Wir können und dürfen keine Rechtsberatung geben, deshalb hier nur einige Hinweise.
Grundsätzlich gilt - hier als Zitat aus einem Urteil des LG Berlin schon von 1998 (13.10.1998 - 16 O 320/98)
Demnach stellt "… die unaufgeforderte E-Mail-Werbung eine erhebliche, im Ergebnis nicht hinnehmbare Beeinträchtigung des Empfängers dar. Es kommt nicht darauf an, ob der Empfänger Privatperson, Freiberufler oder Gewerbetreibender ist."
Deshalb empfehlen wir Ihnen dringend:
Newsletter versenden Sie bitte nur an Empfänger, die damit einverstanden sind
und Ihnen dieses Einverständnis auch mitgeteilt haben.
Im Extremfall müssen Sie diese Einwilligung auch nachweisen können. Ein rechtlich haltbarer Nachweis ist z.B. eine vom Kunden unterschriebene Bestätigung. Das alleinige Vorhandensein einer Visitenkarte, von der Sie die E-Mail-Adresse abschreiben, ist absolut nicht ausreichend.
Meldet sich der Kunde selbst an - beispielsweise über ein Anmeldefenster auf Ihrer Homepage - so müssen Sie Ihm nach der Anmeldung, möglichst unmittelbar folgend, eine Bestätigungsmail zusenden.
In dieser Bestätigungsmail muss bereits eine einfache, durch Mausklick erreichbare Abmeldemöglichkeit enthalten sein - es kann ja sein, dass sich ein Dritter einen Scherz erlaubt hat und eine andere E-Mail-Adresse in das Anmeldefenster eingetragen hat. Ebenso muss Ihr Impressum (s.u.) vorhanden sein.
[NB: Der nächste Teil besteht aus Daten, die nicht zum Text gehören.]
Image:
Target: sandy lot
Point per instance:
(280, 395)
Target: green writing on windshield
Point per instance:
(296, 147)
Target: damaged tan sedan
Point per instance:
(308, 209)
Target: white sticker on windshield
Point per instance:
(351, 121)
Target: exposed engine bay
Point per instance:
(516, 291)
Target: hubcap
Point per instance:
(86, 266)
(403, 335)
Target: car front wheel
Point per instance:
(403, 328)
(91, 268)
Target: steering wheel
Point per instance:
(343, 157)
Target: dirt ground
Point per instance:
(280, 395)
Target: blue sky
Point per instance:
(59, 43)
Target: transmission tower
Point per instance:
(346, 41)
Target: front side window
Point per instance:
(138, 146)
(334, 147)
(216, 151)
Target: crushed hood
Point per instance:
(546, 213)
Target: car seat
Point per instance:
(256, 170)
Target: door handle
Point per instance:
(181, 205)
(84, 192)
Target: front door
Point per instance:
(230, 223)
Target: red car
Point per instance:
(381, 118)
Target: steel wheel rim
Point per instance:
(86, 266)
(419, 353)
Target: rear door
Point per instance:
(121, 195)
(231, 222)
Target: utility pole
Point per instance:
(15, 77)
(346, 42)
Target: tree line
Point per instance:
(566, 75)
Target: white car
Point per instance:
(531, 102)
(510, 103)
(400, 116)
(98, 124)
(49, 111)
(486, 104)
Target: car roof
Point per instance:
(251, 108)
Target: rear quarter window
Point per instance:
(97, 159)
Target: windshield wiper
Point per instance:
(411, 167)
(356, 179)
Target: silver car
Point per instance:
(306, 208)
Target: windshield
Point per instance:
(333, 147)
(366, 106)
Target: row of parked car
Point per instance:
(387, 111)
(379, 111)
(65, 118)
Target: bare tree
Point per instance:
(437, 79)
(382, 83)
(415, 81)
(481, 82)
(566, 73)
Dieses Verfahren nennt man "Single-Opt-In".
Falls Sie es noch ausführlicher machen möchten, geben Sie in dieser Bestätigungsmail einen aktiven Link an, auf den der Kunde klicken muss, um danach wirklich in den Verteiler aufgenommen zu werden. Dies bezeichnet man als "Confirmed Opt-In". Nachteil des Verfahrens: ca. 30 % der Anmelder verstehen dies nicht richtig und Sie verlieren diese Adressen.
Natürlich dürfen Sie auch diese erste Opt-In Mail nicht wahllos an Empfänger senden, sondern nur an jene, die mit Ihnen bereits in Kontakt waren. Dies sind:
Unser Newsletter-System ist natürlich entsprechend ausgelegt und erzeugt diese Opt-In Mails automatisch, wahlweise auch nach einem Import sehr vieler Daten oder der manuellen Anlage einer Adresse. Und für alle Fälle - das mail2many-System protokolliert mit, wann der Empfänger Ihnen elektronisch die Zusage gemacht hat. Ebenso gibt es in jedem Newsletter einen Link, über den der Empfänger die Abbestellung durchführen kann.
Newsletter müssen und sollen sich von Spam Mails unterscheiden. Spam Mails sind illegal! Kaufen Sie niemals umbenannte Adressen und versorgen Sie diese mit unerwünschten E-Mails!
Impressum
In jedem Newsletter - also auch in der ersten Opt-In-Bestätigung - muss klar der
Absender erkennbar sein. Geben Sie also hier die Minimalangaben, die auch für
das Impressum Ihrer Homepage bindend sind, an.
Nochmals: Dies sind nur allgemeine Hinweise aus unserer Erfahrung ohne jede Verbindlichkeit. Befragen Sie in Ihrem eigenen Interesse Ihre Rechtsabteilung oder Ihren Rechtsanwalt, um vor unerwünschten Abmahnungen oder gar Klagen gesichert zu sein.